Take my current phone, for example: my first (and only) smart phone, which I got in October 2014. Initial reactions could be something like: Oh my goodness! You have owned the SAME PHONE for two years!!! 

But I should clarify. I have paid for the following repairs, in addition to the actual phone. 
Since, after all, why should I get the warranty? ....Sigh....
  • Run over (by the car I was driving) two weeks after purchase
  • Screen was smashed beyond usability when dropped on a tile floor around Thanksgiving time #happyholidays
  • Screen was cracked when dropped whilst walking a dog* but was still usable until
  • Screen was dropped from my hand on the ground en route to a wedding, chipping out an entire inch-wide corner of the screen.
*Yes: it did contribute to my general and reasonable dislike of dogs. 

Now, here we are. Two years after initial purchase. 

And this is the current view my phone camera provides. 
Displaying IMG_4782.JPG
Photo cred: Me. October 30, 2016
It's one of the reasons why I've taken so long to write another blog post, because everyone knows that people hate reading but love pictures. The more juicy pictures you have on a post, the more likely people will read it... Yada yada yada. 
Not that it really matters anyway, because apparently I'm only posting about all the embarrassing things that happen to me in order to ensure that I am a societal pariah... so why would I want a bigger audience??

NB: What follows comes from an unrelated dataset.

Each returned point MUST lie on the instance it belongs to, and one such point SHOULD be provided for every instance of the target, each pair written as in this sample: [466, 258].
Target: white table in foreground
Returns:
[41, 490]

I didn't even drop my phone this time. The camera spontaneously stopped working. Granted, the selfie mode does work. So now I just inconspicuously flip my phone around whenever I want to take a picture of something. Which isn't conspicuous at all, really. And definitely produces the same high-definition, non-pixelated results. 

Displaying IMG_4813.JPG
My original photo had a smiling model, but then I was wearing a Ute hoodie and OBVIOUSLY couldn't post something like that on the internet. Gross. And after a certain number of selfies, one just has to accept that one is not as photogenic as all those other Insta-grammies out there. 
The normal camera just quit: it doesn't want to work for me anymore. My poor phone is leading a miserable life. I keep fixing it, but maybe it's time to say goodbye, and I should just put it down. Let the phone go to iHeaven. 

The funds I could have reallocated from the enormous financial contribution I've made to iPhone repairs could have bought me a SWEET new phone... But it was the principle of the experience: 
I AM RESPONSIBLE ENOUGH TO OWN 
THE SAME PHONE FOR AN EXTENDED PERIOD OF TIME.

And, by tomorrow, I will officially have made it two years. 

That is how you solve a problem like Maria.